Программа в студии Радио КП

П. Каплевич:

- Нет, ее не запретили, не сняли из репертуара. Ее просто не ставят.

Ю. Грымов:

- А почему? Ты говорил с Димой Бертманом на эту тему?

П. Каплевич:

- Говорил. Когда была «Золотая маска», из-за «Золотой маски» поставили, а потом больше не ставили. Там довольно сложно собирать обратно. В общем, кроме меня, это никому не надо, а театру это не надо, скажем так.

Ю. Грымов:

- Но театр же потратил на это свой труд тоже.

П. Каплевич:

- Театр не потратил. Я привлекал деньги.

Ю. Грымов:

- Но там же поют солисты «Геликон-оперы».

П. Каплевич:

- Да, конечно. Там все артисты оперы «Геликон» поют. Просто в этом театре Кирилла Серебренникова… Я не знаю, они себя с ним не ассоциируют? Я не знаю почему. После того как закончилась ситуация с Кириллом, может быть, теперь будет проще. Но надо отдать должное Диме Бертману, он нас все равно поддерживал. Поддержал в тот момент, когда предложил, чтобы мы на его сцене поставили, и сегодня он выступил с большой поддержкой Кирилла. Но им почему-то не хочется, чтобы этот спектакль там шел. Если бы они захотели, он бы шел, но они не хотят. А я же не могу давить. Они мне предложили: пожалуйста, можете продать декорации или костюмы, на прокат отдать в какой-нибудь театр – Ковент-Гарден, Гранд-Опера или в Милан.

Ю. Грымов:

- С другой стороны, это большая работа. Опера – это же вообще трудоемко…

П. Каплевич:

- Юра, к чему разговоры? Это во имя спасения утопающих. Я уже давным-давно живу в таком режиме. Я делаю, показываю.

Ю. Грымов:

- Тогда давай блиц. Первый вопрос. Ваш самый смелый поступок за последнее время?

П. Каплевич:

- Смелый поступок? Я недавно говорил со своим сыном (а он круто очень в бизнесе работает): «Как ты с такой легкостью это делаешь?» Он говорит: «Знаешь, я на тебя смотрю. Потому что ты бесстрашный, из одной профессии в другую ныряешь»...

Ю. Грымов:

- У нас какой-то технический сбой произошел. К сожалению, такое бывает, потому что все на удаленке. Очень обидно, что мы не смогли пройти этот блиц с Павлом Каплевичем.

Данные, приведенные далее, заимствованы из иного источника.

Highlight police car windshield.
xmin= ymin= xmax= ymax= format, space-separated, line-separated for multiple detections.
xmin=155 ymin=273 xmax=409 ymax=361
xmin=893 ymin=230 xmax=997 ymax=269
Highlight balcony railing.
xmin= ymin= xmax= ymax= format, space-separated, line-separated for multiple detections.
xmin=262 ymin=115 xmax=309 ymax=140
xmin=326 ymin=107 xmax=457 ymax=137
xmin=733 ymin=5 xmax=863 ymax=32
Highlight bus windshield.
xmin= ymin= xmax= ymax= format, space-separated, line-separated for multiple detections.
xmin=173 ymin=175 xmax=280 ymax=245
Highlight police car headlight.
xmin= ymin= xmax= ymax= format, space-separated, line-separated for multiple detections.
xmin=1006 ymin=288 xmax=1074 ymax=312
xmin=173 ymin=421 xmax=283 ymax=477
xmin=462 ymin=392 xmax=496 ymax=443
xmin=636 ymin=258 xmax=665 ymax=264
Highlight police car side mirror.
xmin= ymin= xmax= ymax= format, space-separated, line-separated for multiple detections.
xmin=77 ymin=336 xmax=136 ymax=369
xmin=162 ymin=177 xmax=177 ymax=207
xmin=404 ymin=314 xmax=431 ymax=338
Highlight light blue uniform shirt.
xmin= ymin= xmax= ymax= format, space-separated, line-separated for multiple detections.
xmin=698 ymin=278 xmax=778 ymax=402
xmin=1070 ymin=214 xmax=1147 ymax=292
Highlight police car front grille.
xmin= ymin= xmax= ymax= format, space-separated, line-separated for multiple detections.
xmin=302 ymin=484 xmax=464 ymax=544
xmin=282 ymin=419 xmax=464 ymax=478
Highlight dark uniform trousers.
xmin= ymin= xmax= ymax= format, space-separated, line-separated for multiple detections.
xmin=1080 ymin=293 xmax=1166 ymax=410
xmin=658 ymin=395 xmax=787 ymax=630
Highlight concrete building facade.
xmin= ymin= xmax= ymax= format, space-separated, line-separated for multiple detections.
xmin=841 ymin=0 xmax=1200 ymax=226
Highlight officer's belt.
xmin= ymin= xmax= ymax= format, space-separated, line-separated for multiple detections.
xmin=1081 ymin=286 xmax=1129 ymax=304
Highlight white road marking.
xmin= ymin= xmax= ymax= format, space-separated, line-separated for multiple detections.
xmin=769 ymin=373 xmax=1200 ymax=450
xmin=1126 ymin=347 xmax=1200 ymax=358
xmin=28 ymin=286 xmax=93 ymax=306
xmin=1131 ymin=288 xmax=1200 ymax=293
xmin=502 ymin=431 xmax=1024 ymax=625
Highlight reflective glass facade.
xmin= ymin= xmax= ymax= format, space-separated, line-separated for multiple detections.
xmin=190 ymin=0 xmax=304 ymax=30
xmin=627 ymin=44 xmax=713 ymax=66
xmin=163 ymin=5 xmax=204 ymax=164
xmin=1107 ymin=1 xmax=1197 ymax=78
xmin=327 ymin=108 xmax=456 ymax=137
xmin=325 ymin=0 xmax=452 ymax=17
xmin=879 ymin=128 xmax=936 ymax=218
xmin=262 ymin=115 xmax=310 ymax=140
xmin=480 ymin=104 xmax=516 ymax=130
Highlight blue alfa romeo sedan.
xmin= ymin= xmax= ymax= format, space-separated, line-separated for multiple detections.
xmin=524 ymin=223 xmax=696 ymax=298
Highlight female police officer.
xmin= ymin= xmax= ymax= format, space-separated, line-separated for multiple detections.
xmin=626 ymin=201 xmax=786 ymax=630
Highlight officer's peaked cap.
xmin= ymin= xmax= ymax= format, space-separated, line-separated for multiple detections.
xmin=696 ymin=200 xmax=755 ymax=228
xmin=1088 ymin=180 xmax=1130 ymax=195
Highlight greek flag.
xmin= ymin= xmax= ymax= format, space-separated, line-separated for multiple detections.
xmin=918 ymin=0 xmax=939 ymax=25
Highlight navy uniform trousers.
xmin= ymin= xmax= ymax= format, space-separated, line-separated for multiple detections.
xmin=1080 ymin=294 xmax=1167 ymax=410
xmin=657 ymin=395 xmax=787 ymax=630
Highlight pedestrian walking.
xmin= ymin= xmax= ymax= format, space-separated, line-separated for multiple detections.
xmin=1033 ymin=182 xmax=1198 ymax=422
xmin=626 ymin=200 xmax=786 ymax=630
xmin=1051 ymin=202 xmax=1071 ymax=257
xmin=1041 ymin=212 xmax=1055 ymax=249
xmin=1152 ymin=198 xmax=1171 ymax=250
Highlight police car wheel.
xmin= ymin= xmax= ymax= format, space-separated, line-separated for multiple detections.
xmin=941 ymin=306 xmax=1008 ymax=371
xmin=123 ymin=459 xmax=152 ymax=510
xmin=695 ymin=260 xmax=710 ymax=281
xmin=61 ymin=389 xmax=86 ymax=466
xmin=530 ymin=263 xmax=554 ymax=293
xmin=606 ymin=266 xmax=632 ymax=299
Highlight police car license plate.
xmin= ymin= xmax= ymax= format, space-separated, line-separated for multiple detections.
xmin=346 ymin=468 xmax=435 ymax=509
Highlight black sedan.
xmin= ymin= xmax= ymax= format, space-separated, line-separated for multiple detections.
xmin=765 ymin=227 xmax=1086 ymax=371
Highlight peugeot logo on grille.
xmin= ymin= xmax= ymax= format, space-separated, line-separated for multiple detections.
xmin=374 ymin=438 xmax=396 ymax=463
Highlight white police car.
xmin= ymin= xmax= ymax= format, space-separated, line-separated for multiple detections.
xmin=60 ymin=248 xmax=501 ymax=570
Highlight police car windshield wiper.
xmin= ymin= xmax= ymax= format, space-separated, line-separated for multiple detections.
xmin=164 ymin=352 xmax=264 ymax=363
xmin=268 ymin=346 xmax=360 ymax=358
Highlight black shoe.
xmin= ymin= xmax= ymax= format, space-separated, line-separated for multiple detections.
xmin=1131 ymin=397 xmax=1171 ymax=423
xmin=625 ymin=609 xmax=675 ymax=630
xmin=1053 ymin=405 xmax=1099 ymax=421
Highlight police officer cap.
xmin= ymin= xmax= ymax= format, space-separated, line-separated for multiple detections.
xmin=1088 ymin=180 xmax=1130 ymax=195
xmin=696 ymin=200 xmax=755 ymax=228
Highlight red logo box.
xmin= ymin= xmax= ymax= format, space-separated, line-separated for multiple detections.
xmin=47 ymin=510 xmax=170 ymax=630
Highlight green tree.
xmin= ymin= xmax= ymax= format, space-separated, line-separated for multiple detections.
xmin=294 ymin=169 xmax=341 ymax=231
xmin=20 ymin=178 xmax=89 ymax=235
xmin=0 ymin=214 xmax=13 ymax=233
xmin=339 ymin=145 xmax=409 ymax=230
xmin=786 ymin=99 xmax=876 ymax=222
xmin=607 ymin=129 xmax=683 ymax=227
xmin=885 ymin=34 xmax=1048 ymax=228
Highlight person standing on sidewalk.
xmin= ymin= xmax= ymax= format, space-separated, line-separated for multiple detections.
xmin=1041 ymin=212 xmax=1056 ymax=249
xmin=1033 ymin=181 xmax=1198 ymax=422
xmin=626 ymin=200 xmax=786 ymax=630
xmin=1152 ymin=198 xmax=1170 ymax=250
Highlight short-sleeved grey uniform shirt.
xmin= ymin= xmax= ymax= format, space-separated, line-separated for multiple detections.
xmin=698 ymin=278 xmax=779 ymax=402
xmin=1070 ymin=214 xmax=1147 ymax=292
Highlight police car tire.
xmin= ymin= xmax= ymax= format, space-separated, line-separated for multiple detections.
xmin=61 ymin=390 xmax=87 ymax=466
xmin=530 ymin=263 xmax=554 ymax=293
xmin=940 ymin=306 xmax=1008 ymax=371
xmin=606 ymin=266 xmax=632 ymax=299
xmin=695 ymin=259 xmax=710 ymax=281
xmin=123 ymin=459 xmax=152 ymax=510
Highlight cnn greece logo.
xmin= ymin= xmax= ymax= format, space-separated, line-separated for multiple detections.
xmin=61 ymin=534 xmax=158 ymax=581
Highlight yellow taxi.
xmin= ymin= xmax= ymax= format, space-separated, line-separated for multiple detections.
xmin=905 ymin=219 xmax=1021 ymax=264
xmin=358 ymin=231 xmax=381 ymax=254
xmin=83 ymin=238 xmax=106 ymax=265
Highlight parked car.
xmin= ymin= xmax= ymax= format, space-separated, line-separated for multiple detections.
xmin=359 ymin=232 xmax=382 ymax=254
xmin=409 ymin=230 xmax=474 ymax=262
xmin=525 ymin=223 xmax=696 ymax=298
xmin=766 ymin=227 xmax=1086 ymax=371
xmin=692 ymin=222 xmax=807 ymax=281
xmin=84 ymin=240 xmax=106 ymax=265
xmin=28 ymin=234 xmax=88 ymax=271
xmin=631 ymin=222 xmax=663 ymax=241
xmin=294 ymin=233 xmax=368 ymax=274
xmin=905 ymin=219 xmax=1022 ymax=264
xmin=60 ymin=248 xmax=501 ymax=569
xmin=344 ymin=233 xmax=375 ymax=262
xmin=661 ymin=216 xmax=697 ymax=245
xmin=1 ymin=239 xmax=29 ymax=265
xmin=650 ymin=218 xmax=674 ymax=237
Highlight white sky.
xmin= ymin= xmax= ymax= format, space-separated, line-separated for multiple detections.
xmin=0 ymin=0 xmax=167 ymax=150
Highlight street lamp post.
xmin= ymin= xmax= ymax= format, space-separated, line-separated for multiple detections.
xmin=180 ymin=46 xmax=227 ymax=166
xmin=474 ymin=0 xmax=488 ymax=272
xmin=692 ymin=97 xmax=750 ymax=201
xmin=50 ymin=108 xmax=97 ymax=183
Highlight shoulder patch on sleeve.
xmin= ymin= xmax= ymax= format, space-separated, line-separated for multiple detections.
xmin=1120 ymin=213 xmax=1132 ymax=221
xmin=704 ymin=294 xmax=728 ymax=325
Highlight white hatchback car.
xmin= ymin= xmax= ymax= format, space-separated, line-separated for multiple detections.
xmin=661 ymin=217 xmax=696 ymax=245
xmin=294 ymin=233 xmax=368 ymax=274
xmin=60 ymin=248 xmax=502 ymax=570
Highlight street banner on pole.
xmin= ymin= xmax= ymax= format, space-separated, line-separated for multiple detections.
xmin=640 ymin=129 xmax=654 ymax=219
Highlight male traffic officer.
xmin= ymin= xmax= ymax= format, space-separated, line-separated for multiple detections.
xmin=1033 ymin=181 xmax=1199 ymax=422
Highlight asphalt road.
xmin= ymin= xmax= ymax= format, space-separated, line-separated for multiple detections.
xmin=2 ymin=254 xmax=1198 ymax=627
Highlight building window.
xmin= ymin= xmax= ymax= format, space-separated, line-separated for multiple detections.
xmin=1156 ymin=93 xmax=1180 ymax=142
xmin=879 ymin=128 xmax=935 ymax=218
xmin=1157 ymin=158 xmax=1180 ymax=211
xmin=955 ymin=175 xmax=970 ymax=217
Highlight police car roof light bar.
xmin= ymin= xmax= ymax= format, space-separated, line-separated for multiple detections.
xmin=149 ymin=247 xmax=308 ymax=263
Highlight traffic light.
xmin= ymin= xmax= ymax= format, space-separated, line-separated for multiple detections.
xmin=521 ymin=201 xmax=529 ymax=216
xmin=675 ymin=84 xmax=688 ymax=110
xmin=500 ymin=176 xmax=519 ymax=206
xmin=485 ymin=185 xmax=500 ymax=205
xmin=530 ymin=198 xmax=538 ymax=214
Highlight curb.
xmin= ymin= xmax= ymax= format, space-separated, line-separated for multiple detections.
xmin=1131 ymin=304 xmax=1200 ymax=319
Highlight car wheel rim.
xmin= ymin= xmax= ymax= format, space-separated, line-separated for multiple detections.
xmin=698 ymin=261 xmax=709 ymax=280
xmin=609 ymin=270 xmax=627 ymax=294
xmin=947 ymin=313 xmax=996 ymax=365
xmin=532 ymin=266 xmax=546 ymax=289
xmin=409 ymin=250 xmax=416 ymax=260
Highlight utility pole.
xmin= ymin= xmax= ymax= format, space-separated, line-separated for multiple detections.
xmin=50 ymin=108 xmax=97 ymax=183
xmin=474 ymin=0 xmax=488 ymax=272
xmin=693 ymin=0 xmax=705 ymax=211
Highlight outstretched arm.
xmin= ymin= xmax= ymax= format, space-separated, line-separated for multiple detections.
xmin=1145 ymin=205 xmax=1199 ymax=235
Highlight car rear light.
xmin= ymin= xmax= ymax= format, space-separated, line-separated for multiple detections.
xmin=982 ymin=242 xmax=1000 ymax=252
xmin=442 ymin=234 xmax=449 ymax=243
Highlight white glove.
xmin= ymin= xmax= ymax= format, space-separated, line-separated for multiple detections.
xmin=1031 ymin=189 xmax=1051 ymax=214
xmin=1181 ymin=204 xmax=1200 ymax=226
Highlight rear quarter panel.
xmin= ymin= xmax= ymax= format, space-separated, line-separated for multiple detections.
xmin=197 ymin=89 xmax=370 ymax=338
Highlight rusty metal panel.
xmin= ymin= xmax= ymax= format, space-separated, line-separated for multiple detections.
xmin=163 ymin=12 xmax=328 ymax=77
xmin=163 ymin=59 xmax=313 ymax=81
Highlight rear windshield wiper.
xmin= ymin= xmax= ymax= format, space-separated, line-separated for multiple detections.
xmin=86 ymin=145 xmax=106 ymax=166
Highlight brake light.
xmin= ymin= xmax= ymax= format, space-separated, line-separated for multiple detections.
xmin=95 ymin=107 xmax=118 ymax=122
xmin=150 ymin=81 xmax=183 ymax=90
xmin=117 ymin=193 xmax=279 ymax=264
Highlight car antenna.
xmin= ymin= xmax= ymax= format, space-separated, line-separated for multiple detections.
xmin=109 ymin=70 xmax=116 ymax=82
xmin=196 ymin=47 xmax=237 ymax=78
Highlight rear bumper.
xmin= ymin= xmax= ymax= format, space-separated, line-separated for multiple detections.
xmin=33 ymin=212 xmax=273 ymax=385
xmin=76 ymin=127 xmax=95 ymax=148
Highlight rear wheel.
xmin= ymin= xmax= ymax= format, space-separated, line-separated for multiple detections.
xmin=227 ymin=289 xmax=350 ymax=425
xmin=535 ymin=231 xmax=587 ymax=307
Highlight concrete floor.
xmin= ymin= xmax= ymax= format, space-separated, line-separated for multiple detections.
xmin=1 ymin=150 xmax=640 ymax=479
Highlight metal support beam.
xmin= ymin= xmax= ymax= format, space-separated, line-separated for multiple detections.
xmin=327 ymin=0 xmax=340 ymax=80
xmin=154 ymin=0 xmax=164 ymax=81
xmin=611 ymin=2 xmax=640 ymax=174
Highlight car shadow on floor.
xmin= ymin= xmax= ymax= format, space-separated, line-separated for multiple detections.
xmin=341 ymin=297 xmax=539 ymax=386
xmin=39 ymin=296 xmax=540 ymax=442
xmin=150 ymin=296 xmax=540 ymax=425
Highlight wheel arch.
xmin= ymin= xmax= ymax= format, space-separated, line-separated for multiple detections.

Очень жалко, что мы не смогли поговорить на большие темы, связанные с театром, о том, как театр будет выходить из коронавируса, как театральная общественность будет реагировать на этот судебный процесс, который шел безумно долго. Мне казалось, что это можно было сделать гораздо быстрее, но, наверное, в этом был какой-то смысл, который, конечно, нанес травму и зрителям, и театральной общественности. Я надеюсь, что все будет хорошо. Увидимся в театре. Давайте ходить в театр и спорить о театре.